CAROLYN WELLS – Feathers Left Around. J. B. Lippincott, US/UK, hardcover, 1923.

   Perhaps the most perfect example of the stereotypically bad English country house mystery that I have read was published in 1923 by an American, Carolyn Wells. Sure, Feathers Left Around takes place in America, but it might as well be in the England of the classic Golden Age country house fantasy land of stereotype.

CAROLYN WELLS Feathers Left Around

   The best thing about the tale is the whimsical title, the meaning of which we learn from this racially insensitive anecdote from one of the characters, the soon-to-be-murdered detective novelist, Mr. Curran:

    “An old darky was arrested for stealing chickens, and he was convicted on circumstantial evidence. ‘What’s circumstantial evidence?’ a neighbor asked him. ‘Well,’ he said, ‘ez near as I can splain f’um de way it’s been splained to me, circumstantial evidence is de feathers dat you leaves lyin’ roun’ after you has done wid de chicken.'”

   So the “Feathers” in the tale are the clues left around after Mr. Curran is found dead in a locked room, presumably murdered. About 80% of the novel is devoted to the bumbling efforts of a lone police detective and a surfeit of amateurs (five or more!) to solve the case, until Fleming Stone and his “saucy” boy assistant Fibsy show up to solve the case in short order.

   If this suggests that the mystery is a pretty simple one, you’re right. I penciled the solution in the margin on page 102, but had to wait about 240 pages for confirmation (I was right).

   No secret passages this time, but another trick that was used, with far more elaboration, by later authors John Dickson Carr and Nicholas Blake. This is the most interesting part of the book as far as plot is concerned, and might have made a mildly interesting short story. The murder method is fairly clued too, though the motive is deduced by Fleming Stone based on information not provided to the reader.

   Unfortunately, the novel is padded with ceaseless dialogue among a group of completely uninteresting ciphers, which soon becomes tedious. None of the men, with the exception of the imperious host of the house party, are really distinguishable, while one wishes that the women were extinguishable.

   There’s the pouty flirt who wraps all men around her finger (even the police detective, who, enchanted by the little lady’s pouts and simpers, agrees to lie about her having enjoyed a tete-a-tete out on the balcony with the deceased shortly before he died); the obvious heroine with a not-so-dark and easily-guessed secret; and the girl who likes to talk about her dreams and the utterly unconvincing Russian Countess. ( “Fiddle-dee-dee!” the Countess exclaims exotically at one point.)

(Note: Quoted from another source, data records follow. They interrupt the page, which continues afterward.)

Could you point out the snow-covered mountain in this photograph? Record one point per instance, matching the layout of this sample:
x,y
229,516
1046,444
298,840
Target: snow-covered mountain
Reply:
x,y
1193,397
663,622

   It becomes clear that there’s not a chance the author will allow one of these darling women to be the killer, their obviously being intended merely to provide “character interest” window dressing (variously humor and anxiety, as the case calls for).

   The author’s frivolous treatment of her female characters is further indicated when the men of the party inform the women that they are not allowed to investigate the murder scene for clues, this being man’s work, and the women submissively assent. Agatha Christie, where are you!

   Most fascinating about Feathers Left Around are the author’s attitudes about gender and especially class. It seems clear Wells has no clue what an actual police investigation is like, or, if she does, she determinedly keeps that knowledge to herself.

   When the five or so men of the party inform the detective that they want to accompany him to the scene of the crime to look for clues, the detective happily acquiesces, even though it’s quite apparent that one of these men may be the murderer.

   When the police detective comes to suspect that the fiancee of the house party host is implicated in the crime, the latter man orders the detective out of his house and threatens to kill him if he doesn’t leave. The detective meekly retreats.

   He does, however, terrorize the housemaids and threaten them with life imprisonment on bread and water in rat-infested jails if they do not answer his questions, and even allows one of the “gentlemen” to treat them so as well. (These scenes clearly are intended to be amusing.)

   In terms of social attitudes conveyed by the author, it could be England in 1860, with the police investigating the Constance Kent case. It’s instructive to compare this novel with the hardboiled tales that have come to represent American mystery — the contrast is remarkable.

   Far more than most Golden Age British tales I have read, Feathers Left Around strikes me as a real relic from the nineteenth century. That novels like this had a decent following (mostly female, judging by the book ads in the back of the book) suggests there was a significant conservative mystery audience in the United States as well as in Britain.

   Unfortunately, the novel also suggests that, though she may have had some mildly interesting plot ideas, Wells did not offer much else to engage the reader, aside from the sociological standpoint. Wells seems rather like an American Patricia Wentworth, though even the cozy Wentworth gives a more rigorous read, in my experience.

   I want my next Wells to come from near the end of her career (her last novel was published in 1942) to see if the events of the thirties ever induced her to modernize her style. Or was she still holding those same endless country house parties with the same boring society people during the Great Depression and World War Two?